Ticket #487 (closed defect: fixed)

Opened 4 years ago

Last modified 2 years ago

robots.txt files for development sites

Reported by: chris Owned by: jim
Priority: minor Milestone: Maintenance
Component: Live server Keywords:
Cc: ed, chris, jim, sam Estimated Number of Hours: 0.0
Add Hours to Ticket: 0 Billable?: yes
Total Hours: 0.45


All the sites other than www.transitionnetwork.org on wiki:PuffinServer should have a robots.txt file to exclude them from being crawled and indexed to prevent the development versions of sites being included in search results.

Change History

comment:1 Changed 4 years ago by chris

  • Add Hours to Ticket changed from 0.0 to 0.1
  • Owner changed from chris to jim
  • Status changed from new to assigned
  • Total Hours changed from 0.0 to 0.1

On the old dev sites we had things in place to ensure that the sites didn't sent out emails etc -- is this in hand for the new dev sites on puffin?

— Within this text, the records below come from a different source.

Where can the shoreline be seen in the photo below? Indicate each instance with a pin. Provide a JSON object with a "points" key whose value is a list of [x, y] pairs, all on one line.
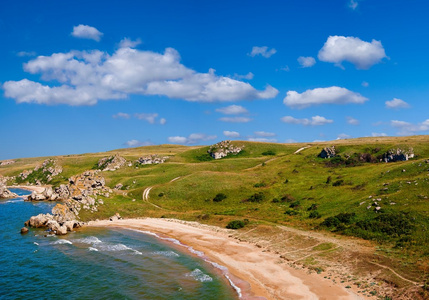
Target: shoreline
{"points": [[258, 273]]}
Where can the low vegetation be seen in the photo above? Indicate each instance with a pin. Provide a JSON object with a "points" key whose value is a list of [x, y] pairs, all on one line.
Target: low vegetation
{"points": [[351, 194]]}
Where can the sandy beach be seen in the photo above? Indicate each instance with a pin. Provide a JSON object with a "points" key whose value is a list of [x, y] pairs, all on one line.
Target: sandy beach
{"points": [[258, 273]]}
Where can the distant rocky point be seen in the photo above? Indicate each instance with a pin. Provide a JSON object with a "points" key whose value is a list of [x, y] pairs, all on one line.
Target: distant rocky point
{"points": [[111, 163], [4, 192], [223, 149]]}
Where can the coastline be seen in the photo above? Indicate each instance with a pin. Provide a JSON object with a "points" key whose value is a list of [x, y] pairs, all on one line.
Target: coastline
{"points": [[259, 274]]}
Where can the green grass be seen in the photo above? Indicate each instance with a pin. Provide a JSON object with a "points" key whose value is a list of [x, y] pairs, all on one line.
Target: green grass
{"points": [[274, 172]]}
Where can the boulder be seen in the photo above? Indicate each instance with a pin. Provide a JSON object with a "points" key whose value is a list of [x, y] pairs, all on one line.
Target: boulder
{"points": [[328, 152]]}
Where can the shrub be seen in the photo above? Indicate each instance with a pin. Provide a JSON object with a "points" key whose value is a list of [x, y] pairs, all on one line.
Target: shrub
{"points": [[291, 212], [315, 215], [236, 224], [338, 182], [219, 197], [295, 204], [269, 152], [257, 197]]}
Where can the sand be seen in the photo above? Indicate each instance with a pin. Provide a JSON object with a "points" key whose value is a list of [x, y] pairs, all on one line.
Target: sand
{"points": [[259, 274]]}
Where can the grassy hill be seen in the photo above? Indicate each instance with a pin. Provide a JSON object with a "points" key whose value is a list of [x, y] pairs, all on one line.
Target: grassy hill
{"points": [[272, 184]]}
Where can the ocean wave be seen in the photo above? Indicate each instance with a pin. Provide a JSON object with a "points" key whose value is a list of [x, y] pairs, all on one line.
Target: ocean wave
{"points": [[166, 253], [62, 242], [198, 275], [89, 240]]}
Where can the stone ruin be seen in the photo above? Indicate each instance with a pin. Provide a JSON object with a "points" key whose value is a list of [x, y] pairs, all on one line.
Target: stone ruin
{"points": [[328, 152], [398, 154], [49, 167], [223, 149], [152, 159], [111, 163]]}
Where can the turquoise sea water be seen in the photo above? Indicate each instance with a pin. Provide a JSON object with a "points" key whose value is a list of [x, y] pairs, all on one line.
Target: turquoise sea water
{"points": [[97, 263]]}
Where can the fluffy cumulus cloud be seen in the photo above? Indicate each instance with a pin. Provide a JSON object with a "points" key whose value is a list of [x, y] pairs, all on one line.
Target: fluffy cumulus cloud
{"points": [[232, 110], [86, 77], [231, 134], [329, 95], [193, 138], [406, 128], [137, 143], [352, 49], [263, 51], [121, 116], [86, 32], [314, 121], [235, 119], [396, 104], [352, 121], [306, 62], [263, 140], [264, 133], [378, 134]]}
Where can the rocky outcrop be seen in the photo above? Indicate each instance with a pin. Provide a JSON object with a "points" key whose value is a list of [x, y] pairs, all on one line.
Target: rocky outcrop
{"points": [[151, 159], [328, 152], [398, 154], [4, 192], [61, 220], [43, 173], [223, 149], [111, 163]]}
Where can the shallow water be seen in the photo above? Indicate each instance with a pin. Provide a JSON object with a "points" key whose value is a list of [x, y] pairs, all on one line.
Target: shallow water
{"points": [[97, 263]]}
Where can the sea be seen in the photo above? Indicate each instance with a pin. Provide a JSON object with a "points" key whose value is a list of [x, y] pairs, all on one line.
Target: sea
{"points": [[99, 263]]}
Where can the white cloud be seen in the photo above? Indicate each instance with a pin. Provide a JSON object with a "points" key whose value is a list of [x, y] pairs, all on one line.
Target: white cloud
{"points": [[290, 141], [352, 121], [306, 62], [396, 104], [264, 133], [352, 49], [232, 110], [329, 95], [378, 134], [128, 43], [193, 138], [231, 134], [147, 117], [25, 53], [262, 51], [121, 116], [87, 32], [409, 128], [85, 77], [235, 119], [248, 76], [353, 4], [264, 140], [343, 136], [137, 143], [314, 121]]}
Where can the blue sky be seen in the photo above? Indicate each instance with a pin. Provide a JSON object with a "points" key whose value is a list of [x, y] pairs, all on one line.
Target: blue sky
{"points": [[89, 76]]}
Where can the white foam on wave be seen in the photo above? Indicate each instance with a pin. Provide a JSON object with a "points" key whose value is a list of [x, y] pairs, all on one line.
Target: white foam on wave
{"points": [[166, 253], [198, 275], [62, 242], [89, 240]]}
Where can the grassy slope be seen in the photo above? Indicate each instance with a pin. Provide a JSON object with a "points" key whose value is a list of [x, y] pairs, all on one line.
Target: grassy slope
{"points": [[301, 177]]}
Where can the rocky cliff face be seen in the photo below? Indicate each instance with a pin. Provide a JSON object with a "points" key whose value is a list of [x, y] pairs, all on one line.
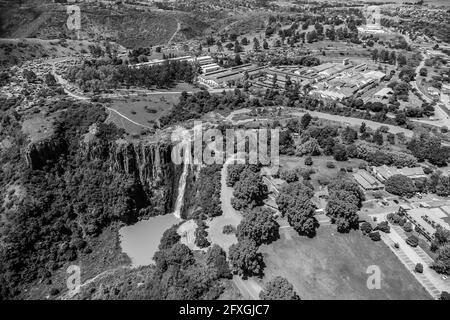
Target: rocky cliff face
{"points": [[38, 153], [149, 162]]}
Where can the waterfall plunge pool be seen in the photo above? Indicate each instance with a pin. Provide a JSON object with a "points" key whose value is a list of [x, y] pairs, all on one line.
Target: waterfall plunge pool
{"points": [[140, 241]]}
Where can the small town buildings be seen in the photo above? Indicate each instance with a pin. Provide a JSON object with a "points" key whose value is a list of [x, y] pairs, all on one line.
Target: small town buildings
{"points": [[384, 93], [384, 172], [427, 221], [367, 181]]}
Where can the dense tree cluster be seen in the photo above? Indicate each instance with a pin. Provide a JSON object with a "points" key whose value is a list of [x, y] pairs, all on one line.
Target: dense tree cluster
{"points": [[249, 191], [180, 276], [428, 147], [68, 200], [278, 289], [98, 75], [208, 195], [192, 106], [345, 200], [294, 202], [258, 225]]}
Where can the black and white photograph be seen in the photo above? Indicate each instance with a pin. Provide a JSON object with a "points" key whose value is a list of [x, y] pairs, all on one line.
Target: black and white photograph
{"points": [[222, 155]]}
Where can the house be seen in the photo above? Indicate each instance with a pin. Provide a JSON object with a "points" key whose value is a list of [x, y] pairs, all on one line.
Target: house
{"points": [[366, 181], [427, 221], [384, 172]]}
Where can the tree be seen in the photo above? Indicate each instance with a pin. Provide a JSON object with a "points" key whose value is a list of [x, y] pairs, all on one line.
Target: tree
{"points": [[294, 201], [346, 184], [366, 228], [442, 261], [217, 258], [169, 238], [412, 240], [400, 185], [308, 161], [278, 289], [233, 173], [418, 268], [342, 212], [444, 295], [256, 45], [340, 153], [378, 137], [258, 225], [441, 237], [245, 259], [249, 191]]}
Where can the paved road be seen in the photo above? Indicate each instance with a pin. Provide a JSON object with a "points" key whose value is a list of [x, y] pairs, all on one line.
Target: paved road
{"points": [[249, 288], [356, 122]]}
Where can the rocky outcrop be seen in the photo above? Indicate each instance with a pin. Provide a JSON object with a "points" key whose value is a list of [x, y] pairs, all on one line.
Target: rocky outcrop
{"points": [[151, 164]]}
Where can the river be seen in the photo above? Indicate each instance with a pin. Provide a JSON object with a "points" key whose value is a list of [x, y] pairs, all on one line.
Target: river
{"points": [[140, 241]]}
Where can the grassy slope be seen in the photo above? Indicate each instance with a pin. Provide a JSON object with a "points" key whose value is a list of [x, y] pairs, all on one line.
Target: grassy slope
{"points": [[333, 266]]}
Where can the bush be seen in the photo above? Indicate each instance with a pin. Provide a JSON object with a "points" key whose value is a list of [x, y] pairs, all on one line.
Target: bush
{"points": [[228, 229], [400, 185], [366, 228], [413, 241], [308, 161], [375, 236], [418, 268], [407, 227], [444, 295], [330, 165], [383, 226], [54, 291]]}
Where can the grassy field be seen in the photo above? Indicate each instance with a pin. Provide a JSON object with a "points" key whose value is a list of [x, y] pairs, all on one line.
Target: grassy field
{"points": [[333, 266]]}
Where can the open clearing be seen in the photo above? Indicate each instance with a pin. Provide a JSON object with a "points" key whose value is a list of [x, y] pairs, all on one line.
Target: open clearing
{"points": [[334, 265]]}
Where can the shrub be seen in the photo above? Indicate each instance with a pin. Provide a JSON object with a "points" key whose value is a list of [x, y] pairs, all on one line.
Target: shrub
{"points": [[413, 241], [366, 228], [228, 229], [375, 236], [444, 295], [400, 185], [418, 268], [383, 226]]}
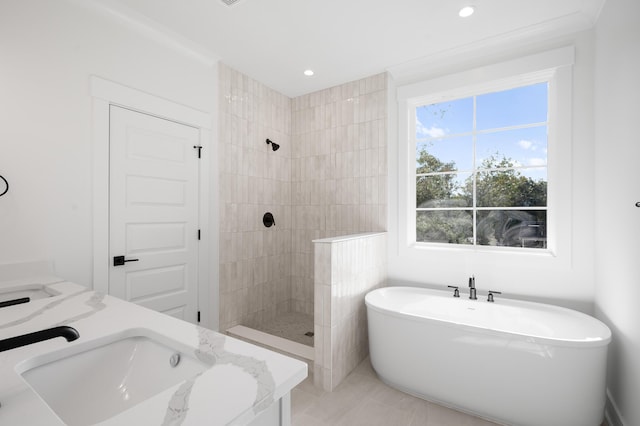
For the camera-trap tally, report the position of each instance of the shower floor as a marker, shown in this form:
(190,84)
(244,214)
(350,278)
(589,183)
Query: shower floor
(291,326)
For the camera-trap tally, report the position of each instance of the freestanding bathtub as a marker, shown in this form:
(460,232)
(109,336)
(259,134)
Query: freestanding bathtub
(512,362)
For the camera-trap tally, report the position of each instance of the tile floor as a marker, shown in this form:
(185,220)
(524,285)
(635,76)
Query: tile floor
(363,400)
(292,326)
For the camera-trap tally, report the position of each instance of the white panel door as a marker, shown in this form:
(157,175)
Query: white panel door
(153,212)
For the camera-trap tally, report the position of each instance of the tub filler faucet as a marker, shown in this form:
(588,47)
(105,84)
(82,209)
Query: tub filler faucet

I'm assigning this ticket to Jim, in the hope that this can be sorted at a Drupal level rather than at a Nginx / Postfix level.

comment:2 Changed 4 years ago by jim

The Robotstxt module is auto-installed and enabled on all platforms.

On any (D6) site an admin can go to: https://example.com/admin/settings/robotstxt and put

User-agent: *
Disallow: /

This is done on newlive, and the copy of the site on my server. I also ran drush newlive.puffin.webarch.net dis googleanalytics piwik to stop any further reporting -- sorry I did this before but missed it on my 3rd platform/site.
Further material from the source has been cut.